October 07, 1997|By NEW YORK TIMES NEWS SERVICE

The Nobel Prize in physiology or medicine was awarded yesterday to Dr. Stanley B. Prusiner, a 55-year-old maverick scientist in San Francisco whose discovery of infectious particles called prions have been criticized by other researchers as unproved.

The Nobel committee compounded its departure from the tradition of rubber stamping well-accepted scientific work by awarding the prize to only one researcher, emphasizing its confidence in Prusiner's discovery of a "new genre of disease-causing agents."

These agents, neither bacteria nor fungi nor viruses, are proteins and have been linked to "mad cow" disease and other lethal brain-wasting conditions.

The Nobel committee said yesterday that Prusiner's discovery might eventually shed light on Alzheimer's disease and provided a foundation for new types of drug and other therapies for Alzheimer's and other demential ailments.

Most of Prusiner's critics do accept that prions exist, but not that they are necessarily agents of disease.

The committee cited Prusiner for discovering the rogue prion proteins as "a new biological principle of infection" and adding them "to the list of well-known infectious agents."

But some scientists doubt that they can cause disease because unlike other infectious agents, they contain no genetic material.

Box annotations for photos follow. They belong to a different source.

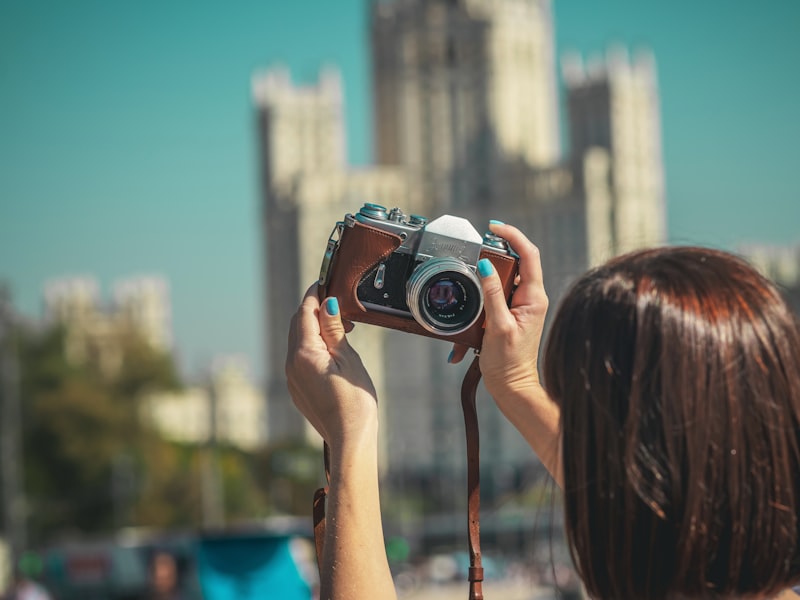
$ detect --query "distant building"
[252,0,666,480]
[739,244,800,317]
[143,357,267,451]
[44,277,172,375]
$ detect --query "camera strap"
[313,355,483,600]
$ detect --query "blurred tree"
[19,327,270,544]
[19,327,187,543]
[255,442,325,516]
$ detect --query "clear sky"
[0,0,800,375]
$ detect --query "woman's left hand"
[286,284,378,450]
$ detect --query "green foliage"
[19,328,191,542]
[256,442,325,515]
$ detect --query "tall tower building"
[563,48,666,256]
[253,0,665,487]
[372,0,560,214]
[252,68,420,441]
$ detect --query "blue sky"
[0,0,800,374]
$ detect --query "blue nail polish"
[478,258,494,277]
[325,298,339,316]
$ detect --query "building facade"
[252,0,666,480]
[739,244,800,318]
[44,276,172,375]
[142,356,267,451]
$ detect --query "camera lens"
[406,258,483,335]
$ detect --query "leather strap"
[313,355,483,600]
[461,355,483,600]
[313,442,331,579]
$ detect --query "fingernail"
[478,258,494,277]
[325,298,339,316]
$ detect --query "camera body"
[319,203,519,348]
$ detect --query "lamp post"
[0,285,27,566]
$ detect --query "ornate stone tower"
[372,0,560,214]
[562,48,666,263]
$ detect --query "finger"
[319,297,347,353]
[447,344,469,365]
[478,258,513,330]
[295,284,320,347]
[489,221,545,307]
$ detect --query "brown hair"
[544,247,800,599]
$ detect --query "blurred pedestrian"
[146,550,183,600]
[6,552,52,600]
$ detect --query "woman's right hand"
[450,222,548,399]
[450,222,561,483]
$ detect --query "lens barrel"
[406,257,483,335]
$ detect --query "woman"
[287,222,800,600]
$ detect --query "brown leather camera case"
[319,221,518,348]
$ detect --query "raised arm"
[450,221,563,486]
[286,285,396,600]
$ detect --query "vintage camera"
[319,203,518,348]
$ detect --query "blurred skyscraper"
[740,244,800,317]
[252,0,666,488]
[44,277,172,374]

According to Prusiner's findings, harmless forms of prions exist as proteins in the brain. But prions can fold in an aberrant shape to become rogue, disease-causing agents. In time, the rogue prions, which are smaller than viruses, ravage the brain, killing brain cells, forming holes and turning it into something resembling a sponge.

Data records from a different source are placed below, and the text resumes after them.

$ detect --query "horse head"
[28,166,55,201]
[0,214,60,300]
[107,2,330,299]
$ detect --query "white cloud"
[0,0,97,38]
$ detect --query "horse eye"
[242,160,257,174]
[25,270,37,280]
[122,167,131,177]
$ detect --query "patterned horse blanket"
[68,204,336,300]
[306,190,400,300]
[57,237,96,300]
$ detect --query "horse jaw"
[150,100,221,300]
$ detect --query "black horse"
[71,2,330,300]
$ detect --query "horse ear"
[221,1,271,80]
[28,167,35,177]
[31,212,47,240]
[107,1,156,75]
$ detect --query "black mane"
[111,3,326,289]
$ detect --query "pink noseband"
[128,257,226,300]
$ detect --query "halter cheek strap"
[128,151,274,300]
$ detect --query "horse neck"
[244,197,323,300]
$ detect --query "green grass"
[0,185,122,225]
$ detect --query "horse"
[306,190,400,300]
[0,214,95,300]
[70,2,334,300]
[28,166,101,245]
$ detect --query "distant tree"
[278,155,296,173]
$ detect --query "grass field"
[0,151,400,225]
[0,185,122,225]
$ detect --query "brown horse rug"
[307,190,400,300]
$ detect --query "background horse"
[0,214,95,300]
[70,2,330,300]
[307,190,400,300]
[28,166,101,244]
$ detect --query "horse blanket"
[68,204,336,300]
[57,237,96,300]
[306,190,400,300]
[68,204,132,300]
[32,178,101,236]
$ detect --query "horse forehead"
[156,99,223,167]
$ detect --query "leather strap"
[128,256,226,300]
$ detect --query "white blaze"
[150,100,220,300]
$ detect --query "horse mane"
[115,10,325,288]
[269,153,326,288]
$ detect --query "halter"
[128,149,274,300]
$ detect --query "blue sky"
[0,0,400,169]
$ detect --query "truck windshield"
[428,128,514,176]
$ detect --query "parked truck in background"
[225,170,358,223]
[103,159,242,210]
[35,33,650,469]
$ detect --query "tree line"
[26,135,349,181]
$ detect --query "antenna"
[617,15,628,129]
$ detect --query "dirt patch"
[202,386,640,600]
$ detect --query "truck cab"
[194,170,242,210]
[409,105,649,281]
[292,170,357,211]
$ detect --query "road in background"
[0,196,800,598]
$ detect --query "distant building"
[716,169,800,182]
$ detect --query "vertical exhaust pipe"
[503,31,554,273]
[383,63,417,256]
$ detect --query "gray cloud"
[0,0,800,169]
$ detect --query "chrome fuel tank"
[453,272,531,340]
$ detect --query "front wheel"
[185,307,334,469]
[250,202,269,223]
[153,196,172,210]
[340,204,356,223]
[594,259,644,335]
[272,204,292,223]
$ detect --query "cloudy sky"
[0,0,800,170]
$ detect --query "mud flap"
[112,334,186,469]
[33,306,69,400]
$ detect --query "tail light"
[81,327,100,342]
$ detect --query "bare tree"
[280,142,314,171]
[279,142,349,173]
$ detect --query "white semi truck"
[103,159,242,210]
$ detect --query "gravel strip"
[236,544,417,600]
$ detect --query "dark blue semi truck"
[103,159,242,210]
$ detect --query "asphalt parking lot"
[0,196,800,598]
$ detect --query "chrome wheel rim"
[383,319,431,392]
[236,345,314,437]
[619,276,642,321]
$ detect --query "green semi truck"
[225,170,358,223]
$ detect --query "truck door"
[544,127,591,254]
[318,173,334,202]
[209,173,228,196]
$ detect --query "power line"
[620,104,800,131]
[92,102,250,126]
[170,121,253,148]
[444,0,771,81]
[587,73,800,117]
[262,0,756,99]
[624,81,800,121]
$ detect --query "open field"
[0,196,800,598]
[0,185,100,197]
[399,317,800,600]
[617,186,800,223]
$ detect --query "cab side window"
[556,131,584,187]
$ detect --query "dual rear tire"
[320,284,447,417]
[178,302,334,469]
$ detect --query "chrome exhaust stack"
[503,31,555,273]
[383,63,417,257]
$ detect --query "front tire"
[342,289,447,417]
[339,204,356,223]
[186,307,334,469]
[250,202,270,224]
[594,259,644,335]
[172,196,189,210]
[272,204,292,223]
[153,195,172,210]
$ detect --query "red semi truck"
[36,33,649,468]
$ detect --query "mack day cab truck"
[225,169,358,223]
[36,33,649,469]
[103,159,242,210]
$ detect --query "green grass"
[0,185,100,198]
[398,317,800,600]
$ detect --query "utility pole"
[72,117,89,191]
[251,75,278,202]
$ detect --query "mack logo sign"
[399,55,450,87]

Symptoms such as memory loss, loss of muscle control and insomnia vary, depending on which regions of the brain are damaged.

Prion diseases can be inherited, occur spontaneously or be transmitted in other ways. Scientists are investigating whether Britons affected by mad cow disease might have become ill from eating tainted beef.

For unknown reasons, the immune system does not defend against prions.

Prusiner has said that he began his research on prions in 1972 after one of his patients died from dementia resulting from Creutzfeldt-Jakob disease and he became determined to figure out what caused the condition.

Yesterday, he said he did not believe he was necessarily vindicated by the Nobel award. "Concepts are vindicated by the constant accrual of data and independent verification of data," he said. "No prize, not even a Nobel Prize, can make something true that is not true."

The Nobel Prize usually is shared by two or three people and generally is given long after controversies have been resolved. Prusiner is the first single winner since 1987 and only the sixth in the past 40 years.

Prusiner was born in Des Moines, Iowa, and earned his undergraduate and medical degrees at the University of Pennsylvania. He has spent his entire professional career at the University of California at San Francisco.